17 is not yet that bad. While there are no new cases and deaths in China, the rest of the world is still a meh. Just yesterday, 475 people died in Italy, 147 in Iran and 105 in Spain.
The Philippines is relatively following the Expanded Community Quarantine issued by the government last March 16, 2020.
The bustling streets of the Ortigas Center CBD is unusually empty:
With establishments following the correct social distancing policies issued by the Department of Health.
Social distancing inside Chowking, a popular fast food chain
Social distancing inside the bank
Personally, we have reverted to enjoying some quiet family time at home. Today, I have cooked pork chops to share with the extended family.
Death is an Eye Opener
What is particularly saddening about the situation is that out of the 17 who died, our family personally knew of 2. That’s how close the community is, when you actually knew those who died personally.
One was the middle aged woman who was a client of my parents-in-law. She is famously recorded as the first local death recorded for COVID-19 infection. She was well off, and could afford the best care. And yet, she succumbed to the virus and passed away last March 11.
Another was actually a family friend whom I always see when I traveled.

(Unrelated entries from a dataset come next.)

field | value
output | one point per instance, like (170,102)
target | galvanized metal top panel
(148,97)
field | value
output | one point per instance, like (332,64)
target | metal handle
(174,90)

But no matter how loved and well off he was, he still died of the virus. It was pretty fast. After flying back from overseas last March 5, he displayed symptoms by March 9 and had complications afterwards, passing away on March 17.
Getting the symptoms and then dying from it seems very fast. Coronavirus it seems is a great equalizer. COVID-19 does not pick its victims. Whether rich or poor, whether or not you can afford the best hospital care, you can still die from it, and very quickly as well.
The saddest part of this is, the people who died passed away alone, quarantined away from their own families. Those who passed are relegated to being a Patient number and their bodies were cremated immediately after by the DOH.
Regardless of their worldly achievements, all deaths were treated the same — in isolation, cremated and without any fanfare regardless of the patient’s worldly achievements.
While I still maintain my stance of staying calm, keeping social distance and respecting the Expanded Community Lockdown, having someone you know die, well, the fact that only 3.5% die offers zero comfort to the family that lost a member to the virus.
My thoughts and prayers to everyone who lost a family member due to the COVID-19.